The ants maybe taking advantage of the holes, but they're not causing it, it's slugs. You can use iron phosphate, or just go out there in the evening. Wear gloves if you are handpicking, the slime is unpleasant. (Nothing like stating the obvious).
I love your work, you really inspiring this budding gardner! We planted a southern magnolia last year. It was full of leaves but no flowers. THIS YEAR it has shed many leaves and is starting to look like a Charlie Brown Christmas tree -- I can see right thru it! However, there are a couple of flowers and the stems look green so it seems that its not dying (is it?) Any suggestions? Thank you!
Thank you. Southern magnolias experience serious leaf drop from May to July. That's normal. They also take years to flower abundantly. Be patient.

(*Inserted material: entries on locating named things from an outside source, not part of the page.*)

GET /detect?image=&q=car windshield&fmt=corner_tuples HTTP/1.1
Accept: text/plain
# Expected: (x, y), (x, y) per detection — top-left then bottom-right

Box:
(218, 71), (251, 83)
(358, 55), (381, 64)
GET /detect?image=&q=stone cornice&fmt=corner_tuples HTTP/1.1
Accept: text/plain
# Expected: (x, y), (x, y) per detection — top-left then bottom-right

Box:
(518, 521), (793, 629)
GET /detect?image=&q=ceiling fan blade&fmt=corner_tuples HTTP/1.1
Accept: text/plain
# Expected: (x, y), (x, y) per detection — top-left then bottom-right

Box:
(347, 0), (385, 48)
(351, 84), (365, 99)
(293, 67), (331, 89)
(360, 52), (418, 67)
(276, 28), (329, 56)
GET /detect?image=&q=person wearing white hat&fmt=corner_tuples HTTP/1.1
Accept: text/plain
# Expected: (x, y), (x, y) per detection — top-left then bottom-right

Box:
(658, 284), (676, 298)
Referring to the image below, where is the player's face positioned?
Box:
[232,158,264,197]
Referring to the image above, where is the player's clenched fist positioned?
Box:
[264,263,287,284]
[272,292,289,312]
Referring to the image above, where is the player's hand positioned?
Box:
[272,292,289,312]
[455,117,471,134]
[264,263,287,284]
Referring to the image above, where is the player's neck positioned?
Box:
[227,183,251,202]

I have a virus in my garden (according to the ag people) which has been there since I bought the Bonnie-infected seed some years ago. The tomato plants will grow to about 3.5 feet, and then wilt and die. I am using magnesium currently, but it...and other remedies have had zero effect. Is there any chemical I can use to correct this problem? Small garden; about 1000 sq feet, but I have no where else to plant the garden.
You can't spray against virus. Virused plants should be removed and trashed. I would go with a non-nightshade plant there for a while, and in future get tomato varieties bred for virus resistance.
I have what I believe is a vigorous "crop" of broad-leaved plantain in my front yard. I have tried everything to get rid of it, including sprays (which I try to avoid). It persists in coming back, even when I think I have eradicated it. Any suggestions? (other than put it in my salad?)
I use a combination trowel and serrated blade tool to dig them out.
I put down my compost (I have a big bin) in the spring and, before I could plant, some tomato and pumpkin plants popped up. I've decided to keep them but what can I do next year to prevent this from happening again? I didn't realize seeds could be so hardy. Thanks.
Just pull them and trash them. They're probably cherry tomatoes, which seem to reseed with abandon. I like to select my own varieties, which is why I don't keep them. But you could if you are being thrifty.
My argula came up but it's flowering and very sparse in the leaves. What is going on?
Sorry, we've run out of time. Arugula doesn't like our hot summers. Pull it, and sow some fresh seed in late August for a fall crop. Thanks for all your questions.